奪衣婆は、二人を瞳に捕らえながら笑うのを止めると、
「儂は薬師十二神将が一人、因達羅の部下で奪衣婆と言う。主達が来るまでの隠密と護衛が儂のお役目となる。宜しゅうなぁ、白虎殿」
「うぇぇ!? あれってやっぱ、薬師様だったのっ!? 本当に!? あううううっ…… 」
脱出して屋敷まで無事連れ帰るものだと、名瀬か思い込んでいたルナティは、奪衣婆の言葉に目を剥いて、急にポロポロと涙をこぼし始めた。
責任とそれに伴う緊張の糸が切れた故の結果が、泣く羽目と言う事にルナティは気付かぬ儘、ただただ、涙を流す。
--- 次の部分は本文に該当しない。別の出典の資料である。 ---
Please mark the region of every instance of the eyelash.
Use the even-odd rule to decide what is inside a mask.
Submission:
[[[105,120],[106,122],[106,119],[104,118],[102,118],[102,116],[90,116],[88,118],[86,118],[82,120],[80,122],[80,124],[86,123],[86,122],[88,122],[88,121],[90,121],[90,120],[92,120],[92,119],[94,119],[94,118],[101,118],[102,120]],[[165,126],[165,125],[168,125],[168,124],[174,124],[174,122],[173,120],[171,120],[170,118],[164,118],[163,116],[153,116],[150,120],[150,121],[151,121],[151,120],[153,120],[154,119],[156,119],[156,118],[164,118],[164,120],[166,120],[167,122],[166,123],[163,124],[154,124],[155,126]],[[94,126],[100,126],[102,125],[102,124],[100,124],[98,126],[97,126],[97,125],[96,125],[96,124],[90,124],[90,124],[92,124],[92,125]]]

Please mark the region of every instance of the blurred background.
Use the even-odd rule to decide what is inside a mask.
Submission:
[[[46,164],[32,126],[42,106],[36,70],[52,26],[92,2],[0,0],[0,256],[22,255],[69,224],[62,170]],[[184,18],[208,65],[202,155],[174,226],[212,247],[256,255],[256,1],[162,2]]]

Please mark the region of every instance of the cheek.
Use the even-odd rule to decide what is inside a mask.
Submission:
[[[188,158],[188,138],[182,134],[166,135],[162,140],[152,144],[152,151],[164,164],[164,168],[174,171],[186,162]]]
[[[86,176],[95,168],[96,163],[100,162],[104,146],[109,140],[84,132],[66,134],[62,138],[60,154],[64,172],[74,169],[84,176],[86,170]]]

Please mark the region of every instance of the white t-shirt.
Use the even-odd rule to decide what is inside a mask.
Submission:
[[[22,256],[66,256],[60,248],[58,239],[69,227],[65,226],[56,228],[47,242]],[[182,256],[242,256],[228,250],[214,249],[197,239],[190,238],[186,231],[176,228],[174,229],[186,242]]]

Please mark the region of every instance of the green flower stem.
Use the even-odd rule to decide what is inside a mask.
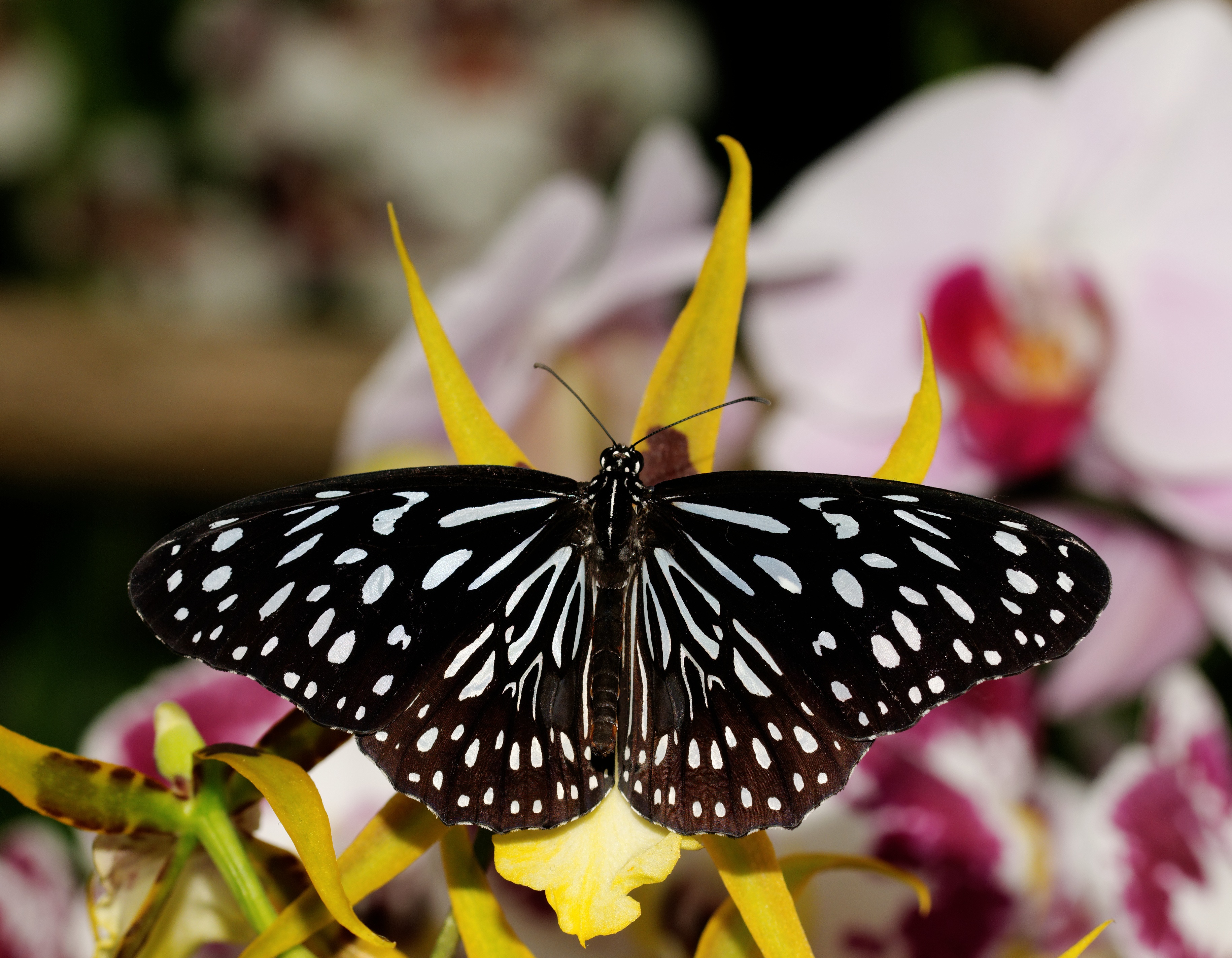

その光景に心を痛めたのはナディアで、彼女はそっとルナティを抱き上げると、きゅっと優しく抱き締めた。
その心に寄り添い、感謝の気持ちを込めて。
そんな二人を奪衣婆はしょうがない者達だと表情を崩し、眺める。
「お主、まだまだじゃのう。あの御方の気性を理解しておらぬな。ふふふ、此処の国守は御方様の怒りをかった。この短時間で西河省は変わるぞ。愉快愉快」
「あの……一体何が起こるのでしょうか? 」
ナディアが心配そうに奪衣婆に問えば、彼女は首を少々倒しニイッと歪に笑う。
「奥方さまは、御方様の為さる事が気になりますかのぅ……。クフフフ…… 」
流石は、地獄の獄卒の一人ではある。
美人ではあるが、不気味極まりない。
「我等地獄の住人からすれば、体の良い娯楽ですわい。まぁ、奥方様は何も気にせず御方様とまみえるがよろしかろう」
奪衣婆はナディアに向かってそう言うと、徐にお茶を入れ始めた。
それは意外と堂に入った洗練された侍女の動きで、ナディアは素面で驚いていた。
そして、促されるままナディアはソファに腰掛けお茶を頂こうとしたその瞬間、その土地の空気が振動するように震え、静謐な空気で瞬く間に満たされた。
奪衣婆が、ルナティが、辺りを見回す。
ふわりと、ナディアの身体を柔らかく包み込む気配に彼女は一時、酔いしれる。
ナディアが挫けそうになった時、幾度も護り助けられた気配が、彼女を一瞬抱き締め、ふっと消えた。
ポロリと瞳から零れたそれは、安堵の涙かはたまた。
『「御方様が来られた」』
そう呟いたのは誰だったか。
見事に異なる声が、発音が、重なってナディアの鼓膜を優しく振るわせた。